„When the Germans were after the guerrillas cashing them uphill, two of them got lost. The Nazis took three villages and took us all to the railway station with an electric wire all around it. We though we´re going straight to concentration camp without even managing to tie our shoe laces. Then they let us go with my daughter to a small house at the station, so I knew it won´t be that bad as every tenth person getting shot as they did in Bosna. Then one of our representatives stood out, who could speak German, up on the causeway track and said: ‚Of something happens to these people, the forest will be full of guerrillas and there is no one with them at the moment.‘ He was a brave man. And the Germans actually let us go then.“
„They were poking pins under the nails of my husband during interrogation. Because his hand was twitching, one guy sat on it and my husband bit his butt through his pants. They beat him to half death."

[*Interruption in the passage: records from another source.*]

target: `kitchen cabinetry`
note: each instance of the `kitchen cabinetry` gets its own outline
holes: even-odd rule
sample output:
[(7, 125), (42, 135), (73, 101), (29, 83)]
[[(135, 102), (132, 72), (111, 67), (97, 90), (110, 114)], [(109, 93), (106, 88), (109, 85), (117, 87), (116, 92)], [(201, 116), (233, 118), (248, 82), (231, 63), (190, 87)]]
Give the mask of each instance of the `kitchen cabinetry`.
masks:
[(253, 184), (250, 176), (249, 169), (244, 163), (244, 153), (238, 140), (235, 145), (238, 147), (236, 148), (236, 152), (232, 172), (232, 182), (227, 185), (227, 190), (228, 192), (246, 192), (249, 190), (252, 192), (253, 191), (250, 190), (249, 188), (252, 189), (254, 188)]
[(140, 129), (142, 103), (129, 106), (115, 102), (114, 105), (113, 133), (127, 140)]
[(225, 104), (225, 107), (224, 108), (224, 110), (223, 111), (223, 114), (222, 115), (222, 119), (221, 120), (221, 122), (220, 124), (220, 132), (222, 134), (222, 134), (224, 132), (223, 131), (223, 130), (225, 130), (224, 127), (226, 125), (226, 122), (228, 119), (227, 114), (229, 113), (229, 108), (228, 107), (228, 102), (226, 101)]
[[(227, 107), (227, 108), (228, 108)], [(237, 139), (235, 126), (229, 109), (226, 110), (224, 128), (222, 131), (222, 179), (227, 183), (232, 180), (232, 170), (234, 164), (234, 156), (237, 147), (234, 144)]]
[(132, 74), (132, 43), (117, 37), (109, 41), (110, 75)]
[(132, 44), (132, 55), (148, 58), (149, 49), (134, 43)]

Božena Dardová, née Pomahačová, was born in 1928 in Malá Ludina in Croatia. Her family moved there after a mining accident in 1907, in which her father got injured. Later he made his living as a home painter and her mother was a dressmaker. Her husband, Karel Darda, whom she married at the age of sixteen in 1944, was a blacksmith and worked with the partisans during war and helped refugees hiding in a surrounding forest. After the disclosure he got arrested and imprisoned in the concentration camp Jasenovec. Due to his lawyer´s intervention he had to be released. The family of Božena Dardová was threatened during intervention of German troops to the guerrillas, but finally the event happened without any incident. Helping the guerrillas cost life of the brother-in-law of the witness too. In 1949 Božena Dardová returned to Czechoslovakia with the whole family. Božena Dardová died in 2016.